蔡氏は台湾が日本統治時代だった1927年、台湾中部の清水で生まれる。地元の高校を卒業後、奈良にあった陸軍航空隊整備学校に志願入隊し、終戦を迎える18歳までを「日本人」として過ごした。終戦後は台湾に戻って体育教師を務めた後に実業家に転身。台湾随一の半導体デザイン会社・ウェルトレンド社の董事長(会長)などを務めた。
そんな蔡氏はビジネスの一線を退いた今も、日台の人的交流に全力を注いでいる。訪台する日本人の政治家や学者、ジャーナリストから大学生まで、彼らに台湾を案内し、日本と台湾の歴史について意見交換する。また、夜には台湾料理を振る舞いながら、日台の将来について語り合う。そんな時、「老台北」は決まってこう語りかける。
「皆さんは私に一宿一飯の義理ができましたね(笑い)。その借りを返してもらえるのなら、日本という国を愛してください。
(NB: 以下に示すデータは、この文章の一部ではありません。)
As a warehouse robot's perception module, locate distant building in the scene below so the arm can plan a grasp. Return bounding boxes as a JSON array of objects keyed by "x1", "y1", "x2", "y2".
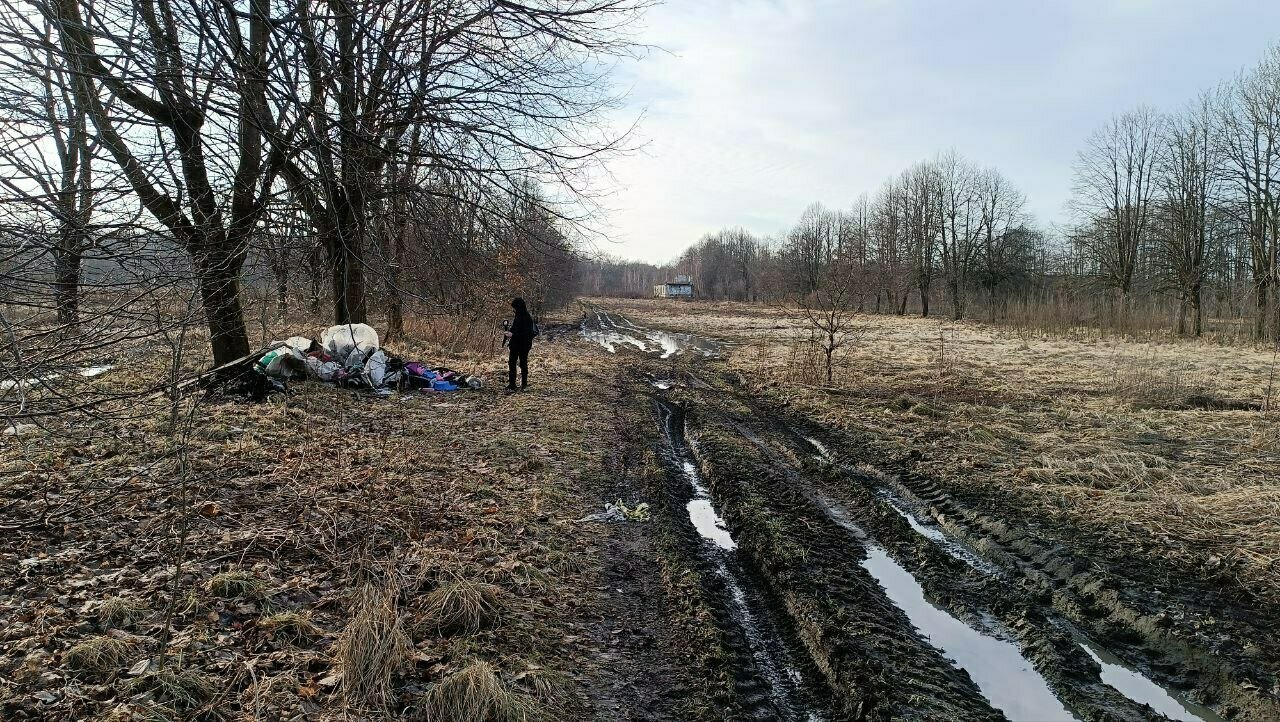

それが私へのお返しです。日本という国は、皆さんのものだけではなく、私のような“元日本人”のものでもあるのです。日本人よ、胸を張りなさい」
蔡氏のこの言葉に感動して涙する若者は少なくない。また、日本がこれほどまでに外国人から愛されていることに驚きを覚える者も多い。蔡氏はそうした日本への思いを綴った『台湾人と日本精神』を2001年に上梓し、同書は現在まで13刷を重ね、累計8万部を超えるロングセラーとなっている。